Yazının başlığını okuyunca “hadi canım sen de” diyebilirsiniz. Hatta “hülooğğğ” diye de gülebilirsiniz. “Hatta ciğer buradaysa kedi nerede?” de diyebilirsiniz. Hatta “Türkiye’de kitap okunuyorsa bir salgın gibi yayılan bu lümpenliği nasıl açıklıyorsunuz küçük hanım” diyerek sıkı bir yorumda da bulunabilirsiniz. Ama gerçek bu; Türkiye kitap ülkesi oldu. Son iki yıldır kişi başına düşen kitap sayısı 7!
Bu rakam şişirme değil, Avrupa ve ABD’deki hesaplama sistemini neyse aynısı kullanılıyor yani ISBN verileri. Üstelik bu verilere reel kitap pazarının yüzde 30’u kadarlık bir paya sahip sahip olduğu tahmin edilen korsan kitaplar dahil değil.
Oysa daha ‘90’ların sonunda bu rakam üç kişiye 1 kitaptı ve bence eskiye dönülmesi çok zor. Çünkü Türkiye’de kitaba olan eğri hep yükselerek ilerledi. Üstelik bugün varılan rakam Avrupa ülkelerine çok yakın. Hatta şöyle diyeyim, geçen gün Zülfü Bey’le (Livaneli) telefonda konuşurken Alman yayıncısının Türkiye’deki kitap satışlarına Almanya’da bile zor erişildiğini söylediğini aktardı; “300 bin gibi satışlar Avrupa’nın en çok kitap okuyan ülkelerinden Almanya’da bile çok zor.”
Ancak, yazının başında da değindiğim gibi bu rakama kimse inanamıyor. Hatta sohbetlerde dediğimde en yakın arkadaşlarım bile! (Laf aramızda çok bozuluyorum)
Çünkü yıllardır entelijensiyada başta olmak üzere “Türkiye’nin okumadığına ve asla ‘adam’ olamayacağına” dair bir algı var ve rakamlar aksini söylese de bu devam ediyor.
Bu algının ise elbette pek çok nedeni var. Hatta bu başlı başına bir yazı ve tez konusu. Ben bugün birine değinmek istiyorum yani okuma alışkanlığımızın dengeli dağılmamasına... İnsanlara “kedi buradaysa ciğer nerede” diye sorduran duruma... Ne yazık ki, Türkiye’de gelir başta olmak üzere hiçbir şey dengeli dağılmıyor, buna kitap okuma alışkanlığı da dahil. Yani Türkiye’nin bir kesimi çok okuyor, bir kesimi ise kitaptan bi’haber ve ne yazık ki, bu durum siyasi, mezhep, etnik vs. açılardan ikiye bölünmüş olan ülkenin tarafları arasındaki ayrılığı daha da derinleştiriyor. Tabir-i caizse kültür farkını...
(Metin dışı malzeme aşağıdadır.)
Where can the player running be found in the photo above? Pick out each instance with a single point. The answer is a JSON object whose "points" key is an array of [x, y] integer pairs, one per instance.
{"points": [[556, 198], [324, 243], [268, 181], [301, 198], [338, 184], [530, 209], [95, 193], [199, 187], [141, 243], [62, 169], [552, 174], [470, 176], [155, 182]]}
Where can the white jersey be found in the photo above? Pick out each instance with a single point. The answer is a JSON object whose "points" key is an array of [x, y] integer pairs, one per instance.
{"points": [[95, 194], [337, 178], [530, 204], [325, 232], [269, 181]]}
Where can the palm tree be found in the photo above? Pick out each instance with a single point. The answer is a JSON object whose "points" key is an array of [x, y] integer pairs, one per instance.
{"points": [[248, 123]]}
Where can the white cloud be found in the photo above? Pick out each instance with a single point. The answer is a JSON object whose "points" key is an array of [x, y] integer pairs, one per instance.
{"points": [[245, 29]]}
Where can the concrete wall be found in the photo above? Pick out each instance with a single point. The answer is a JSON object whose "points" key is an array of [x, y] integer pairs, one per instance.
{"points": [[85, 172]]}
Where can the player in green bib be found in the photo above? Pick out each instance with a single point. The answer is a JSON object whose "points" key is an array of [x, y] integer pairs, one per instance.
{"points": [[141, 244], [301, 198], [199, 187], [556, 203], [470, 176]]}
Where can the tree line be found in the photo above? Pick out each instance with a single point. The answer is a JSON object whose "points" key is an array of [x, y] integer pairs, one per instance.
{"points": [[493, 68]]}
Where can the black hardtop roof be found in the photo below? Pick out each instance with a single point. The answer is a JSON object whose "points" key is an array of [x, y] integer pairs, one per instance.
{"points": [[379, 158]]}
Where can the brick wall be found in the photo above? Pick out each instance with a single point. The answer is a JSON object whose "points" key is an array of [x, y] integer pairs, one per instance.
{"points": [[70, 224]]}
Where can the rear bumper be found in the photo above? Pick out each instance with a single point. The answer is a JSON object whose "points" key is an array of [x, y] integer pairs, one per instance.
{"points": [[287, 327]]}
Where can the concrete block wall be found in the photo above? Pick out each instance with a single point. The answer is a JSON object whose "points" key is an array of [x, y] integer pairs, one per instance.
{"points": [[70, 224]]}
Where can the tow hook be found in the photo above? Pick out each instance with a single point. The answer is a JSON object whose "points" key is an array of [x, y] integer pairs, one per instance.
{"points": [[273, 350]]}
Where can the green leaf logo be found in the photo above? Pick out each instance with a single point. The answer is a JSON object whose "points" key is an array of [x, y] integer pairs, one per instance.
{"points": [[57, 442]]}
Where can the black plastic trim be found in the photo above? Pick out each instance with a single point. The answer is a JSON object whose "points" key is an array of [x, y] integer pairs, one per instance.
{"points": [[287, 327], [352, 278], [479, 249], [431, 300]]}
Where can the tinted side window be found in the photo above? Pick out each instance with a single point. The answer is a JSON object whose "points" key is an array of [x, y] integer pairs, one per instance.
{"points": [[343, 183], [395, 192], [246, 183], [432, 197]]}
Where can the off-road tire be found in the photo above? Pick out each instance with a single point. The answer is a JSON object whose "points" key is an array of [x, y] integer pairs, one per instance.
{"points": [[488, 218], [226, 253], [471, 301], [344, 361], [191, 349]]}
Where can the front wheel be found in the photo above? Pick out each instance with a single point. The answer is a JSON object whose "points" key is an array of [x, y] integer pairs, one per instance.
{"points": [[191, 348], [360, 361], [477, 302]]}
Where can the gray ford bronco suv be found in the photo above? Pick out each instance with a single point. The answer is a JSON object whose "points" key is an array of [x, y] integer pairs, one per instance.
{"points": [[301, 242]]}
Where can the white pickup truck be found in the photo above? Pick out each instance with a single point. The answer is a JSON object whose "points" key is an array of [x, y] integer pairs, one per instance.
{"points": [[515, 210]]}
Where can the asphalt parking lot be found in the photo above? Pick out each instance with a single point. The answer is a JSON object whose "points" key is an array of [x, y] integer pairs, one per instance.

Ve bence bu durum en az etnik bölünme kadar tehlikeli... Çünkü “aynı dili” konuşma imkanımız ortadan kalkıyor yani iletişim kurma, birbirini anlama yani sorun çözme imkanımız...
Birileri haklı olarak “iyi de küçük hanım asgari ücretle isen ne diyorsun” diyecektir. Desin de çünkü çok haklılar.
İşte tam da bu yüzden burada devreye “o büyük dağıtıcının” yani devletin devreye girmesi ve mahalle kütüphanelerine önem verilmesi gerek. Ancak hafızamı yokluyorum yokluyorum ama bir türlü en son devlet testekli olarak hangi mahalleye kütüphane yapılmış hatırlamıyorum. Hatta bir şehre! Hep okulların, vakıfların kişisel çabaları söz konusu, onlar da kitap yardımı çağrısında bulunuyorlar. Gerçekten siz böyle bir haber hatırlıyor musunuz? Ama sanırım ben hiç böyle bir haber okumadım.